Dalton, Jeffery wrote:
> To illustrate, say we want to update a database of 100 million pages,
> roughly 100 GB of data in the PageDb with a new set of 20 million
> pages (20 GB).  This should take approximately 9-10 hours (again using
> Doug's numbers below) and so you have: 20 million updates divided by
9 hours
> (9 *60 *60) = 617 updates / second.   Very good performance.  Now
let's
> try the same update on a larger database -- our aforementioned
database
> of 10 billion pages (10 terabytes).   Re-writing this database file
> takes approximately 900 hours and so you have 20 million updates in
> 900 hours = 6.17 updates / second.  This hopefully shows that as your
> database scales and your batch size remains the same that your
> performs degrades linearly in relation to the size of the database. 
> In order to achieve the same performance as the 100 million page
> database the update must be 2 billion pages (20% of the index).

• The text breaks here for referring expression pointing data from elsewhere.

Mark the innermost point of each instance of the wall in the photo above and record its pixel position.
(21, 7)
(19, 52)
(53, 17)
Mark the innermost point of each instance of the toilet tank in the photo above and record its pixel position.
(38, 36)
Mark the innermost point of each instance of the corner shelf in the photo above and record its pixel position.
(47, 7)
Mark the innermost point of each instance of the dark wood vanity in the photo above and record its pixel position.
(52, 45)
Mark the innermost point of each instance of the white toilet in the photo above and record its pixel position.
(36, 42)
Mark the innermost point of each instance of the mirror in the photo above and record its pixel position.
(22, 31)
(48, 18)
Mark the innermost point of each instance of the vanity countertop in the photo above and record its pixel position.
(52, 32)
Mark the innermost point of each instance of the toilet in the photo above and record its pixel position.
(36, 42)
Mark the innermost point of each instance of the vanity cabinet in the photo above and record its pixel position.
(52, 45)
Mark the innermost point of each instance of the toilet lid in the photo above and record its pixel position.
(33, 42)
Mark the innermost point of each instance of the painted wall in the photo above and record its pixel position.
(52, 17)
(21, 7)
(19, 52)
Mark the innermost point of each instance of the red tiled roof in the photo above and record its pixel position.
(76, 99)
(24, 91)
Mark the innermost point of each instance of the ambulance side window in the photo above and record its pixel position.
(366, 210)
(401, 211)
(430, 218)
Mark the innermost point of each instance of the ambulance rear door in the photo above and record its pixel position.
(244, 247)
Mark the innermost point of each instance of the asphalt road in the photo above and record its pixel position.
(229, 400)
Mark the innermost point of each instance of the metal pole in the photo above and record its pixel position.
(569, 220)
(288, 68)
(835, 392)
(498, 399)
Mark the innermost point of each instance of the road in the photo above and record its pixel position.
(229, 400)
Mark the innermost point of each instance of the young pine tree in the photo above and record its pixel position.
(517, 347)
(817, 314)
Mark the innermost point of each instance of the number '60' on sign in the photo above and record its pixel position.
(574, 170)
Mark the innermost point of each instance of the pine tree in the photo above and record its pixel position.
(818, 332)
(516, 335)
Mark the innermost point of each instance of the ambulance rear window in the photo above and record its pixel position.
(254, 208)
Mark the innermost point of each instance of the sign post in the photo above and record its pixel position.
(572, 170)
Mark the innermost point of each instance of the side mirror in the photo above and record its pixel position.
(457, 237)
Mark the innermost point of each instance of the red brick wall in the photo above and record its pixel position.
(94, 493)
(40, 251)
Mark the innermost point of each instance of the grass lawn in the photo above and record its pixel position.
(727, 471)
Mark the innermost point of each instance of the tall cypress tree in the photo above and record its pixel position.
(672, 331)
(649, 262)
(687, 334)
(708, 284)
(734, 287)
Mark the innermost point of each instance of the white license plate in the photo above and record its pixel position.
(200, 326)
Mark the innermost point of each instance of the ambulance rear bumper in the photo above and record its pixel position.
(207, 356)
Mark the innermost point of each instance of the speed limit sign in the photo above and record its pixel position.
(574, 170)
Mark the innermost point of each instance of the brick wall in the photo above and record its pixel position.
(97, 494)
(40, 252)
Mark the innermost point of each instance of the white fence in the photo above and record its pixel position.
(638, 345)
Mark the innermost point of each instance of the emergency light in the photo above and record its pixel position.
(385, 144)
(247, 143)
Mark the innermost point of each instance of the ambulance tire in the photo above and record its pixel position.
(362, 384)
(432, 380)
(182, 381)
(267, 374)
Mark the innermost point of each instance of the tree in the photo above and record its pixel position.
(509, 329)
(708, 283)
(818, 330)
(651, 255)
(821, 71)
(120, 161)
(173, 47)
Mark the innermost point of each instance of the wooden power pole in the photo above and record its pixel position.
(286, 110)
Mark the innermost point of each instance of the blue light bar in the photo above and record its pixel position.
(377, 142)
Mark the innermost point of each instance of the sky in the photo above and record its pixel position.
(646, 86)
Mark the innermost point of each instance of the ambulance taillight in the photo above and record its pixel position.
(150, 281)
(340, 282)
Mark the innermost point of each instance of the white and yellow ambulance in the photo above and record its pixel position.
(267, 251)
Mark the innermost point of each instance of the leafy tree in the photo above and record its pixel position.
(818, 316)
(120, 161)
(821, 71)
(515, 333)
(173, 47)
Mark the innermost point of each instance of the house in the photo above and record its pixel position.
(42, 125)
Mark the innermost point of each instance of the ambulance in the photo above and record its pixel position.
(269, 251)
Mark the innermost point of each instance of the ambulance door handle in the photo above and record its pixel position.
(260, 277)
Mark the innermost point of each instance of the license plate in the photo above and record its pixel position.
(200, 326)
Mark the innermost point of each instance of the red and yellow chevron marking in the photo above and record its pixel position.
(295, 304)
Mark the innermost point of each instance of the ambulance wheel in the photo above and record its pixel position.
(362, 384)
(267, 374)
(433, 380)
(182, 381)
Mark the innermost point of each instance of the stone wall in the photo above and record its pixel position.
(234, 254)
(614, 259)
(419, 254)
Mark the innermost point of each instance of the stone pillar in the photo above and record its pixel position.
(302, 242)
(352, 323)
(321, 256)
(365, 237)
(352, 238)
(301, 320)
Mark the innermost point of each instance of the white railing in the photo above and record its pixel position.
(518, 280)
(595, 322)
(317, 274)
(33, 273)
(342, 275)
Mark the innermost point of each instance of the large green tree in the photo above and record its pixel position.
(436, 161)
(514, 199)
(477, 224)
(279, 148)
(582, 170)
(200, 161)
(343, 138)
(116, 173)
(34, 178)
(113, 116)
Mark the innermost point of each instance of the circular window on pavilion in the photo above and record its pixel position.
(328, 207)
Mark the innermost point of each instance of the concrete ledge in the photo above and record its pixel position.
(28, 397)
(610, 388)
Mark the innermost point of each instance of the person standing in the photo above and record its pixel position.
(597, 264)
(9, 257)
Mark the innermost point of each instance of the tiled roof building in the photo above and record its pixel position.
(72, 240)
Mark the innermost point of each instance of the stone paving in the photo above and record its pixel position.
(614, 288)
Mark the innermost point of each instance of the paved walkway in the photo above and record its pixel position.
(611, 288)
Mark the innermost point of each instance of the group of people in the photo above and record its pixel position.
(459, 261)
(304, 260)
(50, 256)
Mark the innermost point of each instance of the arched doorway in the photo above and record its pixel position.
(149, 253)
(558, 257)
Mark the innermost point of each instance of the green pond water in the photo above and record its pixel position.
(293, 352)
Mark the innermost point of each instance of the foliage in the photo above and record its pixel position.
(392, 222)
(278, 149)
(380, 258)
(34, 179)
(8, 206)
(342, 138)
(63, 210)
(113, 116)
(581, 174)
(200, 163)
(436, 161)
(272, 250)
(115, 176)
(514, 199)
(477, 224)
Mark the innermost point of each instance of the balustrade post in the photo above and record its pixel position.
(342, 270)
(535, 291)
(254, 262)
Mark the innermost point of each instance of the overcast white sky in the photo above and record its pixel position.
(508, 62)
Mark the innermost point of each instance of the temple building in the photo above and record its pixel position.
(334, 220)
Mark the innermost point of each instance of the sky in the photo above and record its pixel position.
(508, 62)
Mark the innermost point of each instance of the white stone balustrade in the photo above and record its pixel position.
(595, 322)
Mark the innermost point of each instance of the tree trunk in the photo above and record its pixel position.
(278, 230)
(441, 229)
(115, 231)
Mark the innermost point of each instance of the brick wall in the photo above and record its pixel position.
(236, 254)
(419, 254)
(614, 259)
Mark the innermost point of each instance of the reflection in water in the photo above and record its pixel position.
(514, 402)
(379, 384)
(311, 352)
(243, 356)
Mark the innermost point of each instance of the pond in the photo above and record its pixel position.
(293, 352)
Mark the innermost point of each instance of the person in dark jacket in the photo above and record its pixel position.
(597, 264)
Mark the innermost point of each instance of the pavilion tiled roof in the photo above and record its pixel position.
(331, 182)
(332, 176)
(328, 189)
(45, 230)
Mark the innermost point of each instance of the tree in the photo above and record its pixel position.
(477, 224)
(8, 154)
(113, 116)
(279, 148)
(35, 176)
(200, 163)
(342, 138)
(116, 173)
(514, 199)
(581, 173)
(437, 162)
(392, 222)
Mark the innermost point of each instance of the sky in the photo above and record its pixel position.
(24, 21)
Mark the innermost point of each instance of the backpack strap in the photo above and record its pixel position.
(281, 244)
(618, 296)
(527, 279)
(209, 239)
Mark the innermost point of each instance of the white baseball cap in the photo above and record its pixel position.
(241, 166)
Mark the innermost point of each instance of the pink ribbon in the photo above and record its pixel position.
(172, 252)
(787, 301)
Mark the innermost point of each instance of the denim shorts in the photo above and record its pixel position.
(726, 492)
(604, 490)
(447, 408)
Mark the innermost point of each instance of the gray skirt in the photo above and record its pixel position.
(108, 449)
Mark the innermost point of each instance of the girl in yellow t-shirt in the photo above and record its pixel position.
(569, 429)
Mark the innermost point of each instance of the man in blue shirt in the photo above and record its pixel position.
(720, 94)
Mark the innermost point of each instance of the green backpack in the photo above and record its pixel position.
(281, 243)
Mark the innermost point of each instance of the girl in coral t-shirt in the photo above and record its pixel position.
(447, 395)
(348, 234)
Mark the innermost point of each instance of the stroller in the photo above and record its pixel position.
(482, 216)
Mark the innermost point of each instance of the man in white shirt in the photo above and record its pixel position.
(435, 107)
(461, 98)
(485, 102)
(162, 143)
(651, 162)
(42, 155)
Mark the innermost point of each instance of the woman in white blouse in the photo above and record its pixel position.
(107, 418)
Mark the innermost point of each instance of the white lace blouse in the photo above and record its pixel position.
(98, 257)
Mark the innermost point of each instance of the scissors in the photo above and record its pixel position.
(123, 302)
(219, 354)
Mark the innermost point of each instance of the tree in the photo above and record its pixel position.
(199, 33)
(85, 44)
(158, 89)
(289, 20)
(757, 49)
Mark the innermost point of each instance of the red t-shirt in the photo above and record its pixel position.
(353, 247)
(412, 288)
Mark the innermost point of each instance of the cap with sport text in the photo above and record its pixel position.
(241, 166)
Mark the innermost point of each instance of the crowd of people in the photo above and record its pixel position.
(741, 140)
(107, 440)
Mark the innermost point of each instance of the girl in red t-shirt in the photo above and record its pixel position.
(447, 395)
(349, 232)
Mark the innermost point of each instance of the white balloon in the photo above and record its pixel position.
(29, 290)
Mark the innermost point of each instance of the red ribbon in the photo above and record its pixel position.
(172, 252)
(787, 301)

I assume that update batch sizes are proportional to the database size.
 If you mostly have small constant-sized updates, then a different
datastructure might be more appropriate, like a B-tree (as used in
relational databases).  In Nutch, the prototypical use case is crawling
large web collections, which generally has update batches proportional
to the total size of the database.  In such cases this approach is
vastly superior to B-trees.

I would propose that even in crawling large web collections that the
updates may not always be proportional to the total size of the database
if you want to keep your index fresh.   One of the goals of a web search
engine is to be an accurate representation of what is found on the web,
to maximize freshness.   Several studies have shown that the web is very
dynamic with a subset of pages changing constantly -- weekly (15%),
daily or hourly (~23%), or even more often ("The Evolution of the Web
and the Implications for an Incremental Crawler" --
http://citeseer.ist.psu.edu/419993.html and "What's new on the web? The
evolution of the Web from a Search Engine Perspective --
http://www.www2004.org/proceedings/docs/1p1.pdf).  In order to keep
dynamic pages fresh they must be crawled and indexed at a high
frequency.  In short, you have to be able to update your database often,
say on a daily basis, to keep it fresh with important dynamic pages.  
 
Ideally, I would really like to see a database architecture that could
support small incremental updates (say at the rate of a few hundred
pages / sec) as well as very large batch updates at a faster rate
(thousands of updates per second).   The small updates allow you to keep
your database fresh and hopefully also provide adequate performance to
grow and explore new content.  Faster batch updates speeds might also at
times be very beneficial.  For example, when you make major changes to
your ranking algorithms (like Google's "Jagger3" index release).
 
> I believe that in order for Nutch to scale and mature, it will have to
> adopt a more incremental approach that better balances smaller updates
> with space and time performance constraints.  
>
> If I am right, I see this as an amazing opportunity to improve
> scalability and performance.  I have some ideas about how to implement
> a more incremental approach if people that I would love to share, but
> I thought it best to try and identify the problem before spouting off
> possible solutions when the question may not be correct.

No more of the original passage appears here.